- 公式運営チーム、無断画像使用・なりすましおよび違法グッズ販売に強力警告
- 人気ファンアーカイブアカウントが即座に謝罪、10日に非公開化・運営中断を宣言
- ネチズン「公式よりファンアカウントのほうが面白く宣伝になっていた」と融通のなさを惜しむ声
- 明白な財産権保護 vs 自発的なファンダムのバイラル萎縮…コンテンツ業界の課題に
国内の人気アニメ「こんにちはジャドゥヤ」の公式運営チームが、著作物の無断使用に対する取り締まりに乗り出し、非営利で運営されていた有名なファンアカウントが活動中断を宣言した。企業の正当な知的財産権(IP)行使という原則的な立場と、自発的なバイラルマーケティング効果を削いでしまった融通のきかない措置だというファンダムの惜しむ声が交錯し、二次創作物の著作権を巡るジレンマが水面上に浮上している。

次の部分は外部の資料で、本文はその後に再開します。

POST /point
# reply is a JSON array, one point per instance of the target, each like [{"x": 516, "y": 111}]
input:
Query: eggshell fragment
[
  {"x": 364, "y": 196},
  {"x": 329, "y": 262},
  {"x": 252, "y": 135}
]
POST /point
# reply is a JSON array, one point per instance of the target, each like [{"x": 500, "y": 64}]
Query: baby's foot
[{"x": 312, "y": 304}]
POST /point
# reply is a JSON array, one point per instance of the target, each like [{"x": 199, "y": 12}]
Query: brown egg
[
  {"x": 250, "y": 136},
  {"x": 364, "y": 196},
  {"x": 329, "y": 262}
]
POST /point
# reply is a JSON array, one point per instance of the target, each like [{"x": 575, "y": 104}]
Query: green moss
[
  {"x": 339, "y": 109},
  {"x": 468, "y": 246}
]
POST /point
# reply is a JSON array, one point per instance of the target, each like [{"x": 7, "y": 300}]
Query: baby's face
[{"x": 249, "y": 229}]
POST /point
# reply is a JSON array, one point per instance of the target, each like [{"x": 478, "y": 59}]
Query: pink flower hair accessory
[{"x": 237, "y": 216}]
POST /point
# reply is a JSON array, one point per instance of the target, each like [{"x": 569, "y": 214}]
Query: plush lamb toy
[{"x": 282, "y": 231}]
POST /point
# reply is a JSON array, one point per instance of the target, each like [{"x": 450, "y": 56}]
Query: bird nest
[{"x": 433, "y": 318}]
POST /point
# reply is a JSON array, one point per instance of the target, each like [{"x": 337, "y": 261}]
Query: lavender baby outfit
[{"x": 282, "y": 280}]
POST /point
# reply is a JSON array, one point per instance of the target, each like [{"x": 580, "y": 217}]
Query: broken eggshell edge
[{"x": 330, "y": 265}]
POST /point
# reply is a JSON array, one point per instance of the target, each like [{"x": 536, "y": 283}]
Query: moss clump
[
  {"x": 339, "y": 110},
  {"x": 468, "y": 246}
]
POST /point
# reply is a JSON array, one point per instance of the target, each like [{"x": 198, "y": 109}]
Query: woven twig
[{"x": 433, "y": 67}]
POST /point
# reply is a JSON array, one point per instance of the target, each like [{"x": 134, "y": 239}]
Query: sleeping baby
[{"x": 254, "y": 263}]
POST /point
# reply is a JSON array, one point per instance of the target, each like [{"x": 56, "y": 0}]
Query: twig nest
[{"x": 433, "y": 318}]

最近、「こんにちはジャドゥヤ」の公式ソーシャルメディアアカウントは声明文を発表し、画像や映像を無断で使用するチャンネル、なりすましアカウント、違法製作商品の販売などに対する強硬対応方針を明らかにした。運営チームは「健全なコンテンツ生態系の維持のため、著作権侵害コンテンツの拡散に加担しないでほしい」と呼びかけた。
告知が掲載された直後、キャラクターの映像などを編集して投稿し人気を集めていたファンアーカイブアカウント「チェ・ジャドゥアーカイブ」側は、ただちに謝罪文を掲載した。同アカウントの運営者は「無断で映像を使用した点を深くお詫びする」とし、収益化の事実はないことを釈明するとともに、来る10日にアカウントを非公開に切り替えて活動を中断すると発表した。
このニュースが伝えられると、オンラインのソーシャルメディア上では熱い議論が巻き起こった。該当ファンアカウントのコメント欄には「公式アカウントよりもファンアカウントの編集版のほうがずっと面白かった」「収益化もせず無償の愛(情熱ペイ)で宣伝してくれているファンダムを切り捨てるなんて融通がきかない」と公式側の措置を批判する反応が相次いだ。一方で、「非営利であっても無断盗用は明白な財産権の侵害」「違法グッズ販売など一線を越えた事例があったため、公式が動かざるを得なかったのだろう」と会社側の決定を擁護する声も少なくなかった。
今回の事態は、コンテンツIPを保有する企業が直面するジレンマをありありと示している。著作権を厳格に保護することは企業の当然の義務だが、ショートフォーム中心の新メディア環境では、ファンによる自発的な「ミーム(Meme)」の生成や二次創作が、ヒットのための核心的な原動力として作用するためだ。ガイドラインのない一律的な著作権の取り締まりがかえってコアファンダムの離脱を招きかねないとの指摘が出る中、二次創作を公認化・健全化できる柔軟な共生基準の策定が業界の課題として残された。